When you get out of bed in the morning the most important thing you have to do all day is tell the world what your gender is, because from that, everything else flows.  You may think that your job is to be an office supervisor or a stockbroker or police officer but these are all human constructs.  Deep down your real job is to reproduce, and showing other humans your gender is the first step on that path.

Hoo-boy – evo psych in aid of enforcing the gender system yet again. No, my real job is whatever I decide it is, using my own brain and ideas and wants. Telling the world what my gender is is not even on my list of things to do, let alone at the top of it.

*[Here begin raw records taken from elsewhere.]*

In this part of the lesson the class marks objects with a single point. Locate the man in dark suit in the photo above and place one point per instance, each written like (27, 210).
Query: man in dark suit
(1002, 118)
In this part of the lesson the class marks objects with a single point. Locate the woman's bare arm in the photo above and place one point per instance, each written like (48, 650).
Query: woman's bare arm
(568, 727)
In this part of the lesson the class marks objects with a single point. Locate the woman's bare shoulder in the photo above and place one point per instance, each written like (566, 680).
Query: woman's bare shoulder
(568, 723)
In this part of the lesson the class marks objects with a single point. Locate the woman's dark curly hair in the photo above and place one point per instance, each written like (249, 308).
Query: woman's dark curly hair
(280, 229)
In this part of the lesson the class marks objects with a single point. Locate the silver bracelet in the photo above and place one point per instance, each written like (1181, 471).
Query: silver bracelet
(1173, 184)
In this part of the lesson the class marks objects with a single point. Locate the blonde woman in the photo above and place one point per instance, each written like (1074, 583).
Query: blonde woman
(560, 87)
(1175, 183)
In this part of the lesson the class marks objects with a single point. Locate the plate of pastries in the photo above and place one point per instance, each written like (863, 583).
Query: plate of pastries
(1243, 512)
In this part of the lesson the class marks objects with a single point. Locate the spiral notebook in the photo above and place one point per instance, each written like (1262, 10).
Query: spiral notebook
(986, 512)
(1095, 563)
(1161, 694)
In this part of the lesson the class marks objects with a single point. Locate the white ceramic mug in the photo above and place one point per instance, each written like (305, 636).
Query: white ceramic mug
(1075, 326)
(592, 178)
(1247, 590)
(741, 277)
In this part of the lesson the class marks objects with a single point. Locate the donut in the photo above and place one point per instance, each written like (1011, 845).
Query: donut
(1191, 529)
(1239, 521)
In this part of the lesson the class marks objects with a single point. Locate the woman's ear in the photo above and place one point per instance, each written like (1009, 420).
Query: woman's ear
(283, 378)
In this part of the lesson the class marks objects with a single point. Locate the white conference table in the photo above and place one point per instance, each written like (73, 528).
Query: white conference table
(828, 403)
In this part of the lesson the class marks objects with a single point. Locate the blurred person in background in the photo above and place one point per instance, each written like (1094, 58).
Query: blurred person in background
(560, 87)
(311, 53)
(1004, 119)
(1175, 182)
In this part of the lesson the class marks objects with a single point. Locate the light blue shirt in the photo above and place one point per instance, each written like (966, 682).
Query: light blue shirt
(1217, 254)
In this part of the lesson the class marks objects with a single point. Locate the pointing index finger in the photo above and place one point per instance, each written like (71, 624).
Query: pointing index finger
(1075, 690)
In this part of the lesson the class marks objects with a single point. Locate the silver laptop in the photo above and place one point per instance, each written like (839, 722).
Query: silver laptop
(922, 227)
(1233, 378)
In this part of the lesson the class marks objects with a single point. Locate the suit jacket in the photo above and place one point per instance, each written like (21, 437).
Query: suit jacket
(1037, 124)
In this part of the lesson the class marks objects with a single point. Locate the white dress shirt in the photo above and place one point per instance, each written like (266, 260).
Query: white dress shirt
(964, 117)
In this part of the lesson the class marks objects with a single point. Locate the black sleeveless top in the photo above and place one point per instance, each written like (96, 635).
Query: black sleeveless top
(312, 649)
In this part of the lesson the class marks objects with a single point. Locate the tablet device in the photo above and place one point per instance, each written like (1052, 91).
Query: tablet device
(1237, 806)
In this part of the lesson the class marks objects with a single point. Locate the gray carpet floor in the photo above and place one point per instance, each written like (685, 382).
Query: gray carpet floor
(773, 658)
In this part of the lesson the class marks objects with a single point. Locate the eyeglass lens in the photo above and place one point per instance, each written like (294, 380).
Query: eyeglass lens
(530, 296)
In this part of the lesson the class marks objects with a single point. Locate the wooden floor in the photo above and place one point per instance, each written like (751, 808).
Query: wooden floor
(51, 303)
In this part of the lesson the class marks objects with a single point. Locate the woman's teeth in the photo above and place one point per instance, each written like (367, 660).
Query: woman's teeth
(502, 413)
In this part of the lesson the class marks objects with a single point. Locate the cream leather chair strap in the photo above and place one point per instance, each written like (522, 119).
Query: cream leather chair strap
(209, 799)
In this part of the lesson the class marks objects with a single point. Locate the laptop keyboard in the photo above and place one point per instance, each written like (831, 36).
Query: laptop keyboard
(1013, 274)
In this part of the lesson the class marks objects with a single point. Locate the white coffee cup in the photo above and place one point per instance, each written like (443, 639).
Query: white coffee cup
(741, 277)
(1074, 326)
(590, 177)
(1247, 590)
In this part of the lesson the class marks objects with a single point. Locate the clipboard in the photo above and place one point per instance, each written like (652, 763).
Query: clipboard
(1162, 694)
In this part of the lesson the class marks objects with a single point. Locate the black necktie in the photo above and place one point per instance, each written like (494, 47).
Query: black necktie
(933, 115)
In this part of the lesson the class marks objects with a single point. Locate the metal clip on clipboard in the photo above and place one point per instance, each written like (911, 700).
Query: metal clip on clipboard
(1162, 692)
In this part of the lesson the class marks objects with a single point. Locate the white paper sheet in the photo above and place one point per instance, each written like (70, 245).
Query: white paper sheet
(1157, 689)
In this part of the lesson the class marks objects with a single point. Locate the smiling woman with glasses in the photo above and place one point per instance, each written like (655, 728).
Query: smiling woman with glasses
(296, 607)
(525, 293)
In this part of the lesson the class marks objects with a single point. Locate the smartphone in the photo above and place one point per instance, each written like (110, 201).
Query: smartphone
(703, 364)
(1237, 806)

So, to help make it plain for anyone to see which gender you are, you put on a uniform.  Men put on trousers and have men’s haircuts, and women put on dresses and skirts, feminine tops and tights and women’s shoes to show their femininity and declare to the world that they are female.

They have women’s hair-dos and they put use cosmetics to make themselves look nicer and more presentable and to reinforce the female uniform a bit more.

So, when some people come along and want equal clothing rights, that upsets the apple cart a bit.

Male-to-female transgender people rely on props like clothes, shoes, make-up and hairstyles to create the gender identity they want to portray to the world because most of the time their bodies alone are unable to do that.  There are a few lucky ones who don’t have to do a thing to put across a female persona, but most trans women have to work hard at it.

Or not. They can just decide they don’t need to “put across a female persona” any more than they need to be visibly religious or political or of X nationality. We’re not walking advertising posters, we don’t need to be visibly anything in particular. That’s not a genuine need. It may be a desire, but it’s not a need.

The danger for trans women is that if wearing what are traditionally women’s clothes becomes the norm for men too, then trans women will no longer be able to rely on these props to help them display a female gender identity – and for many, that could be a serious problem.

Of course it will take time – a long, long time even – for things to change to the extent where men wearing skirts and girly stuff will be totally acceptable.

But trans people should be aware that well-known faces like Jaden Smith are starting to encroach on our territory.  They’re starting to wear the trans uniform without actually stating that they are transgender, and they’re claiming it for themselves under the guise of gender-neutral fashion. All of which begs the question: where does that leave us?

So there you have it. We have to continue to enforce the arbitrary customs of the gender binary because men wearing “skirts and girly stuff” is what Glover so stunningly calls “our territory.”

It could hardly be more reactionary.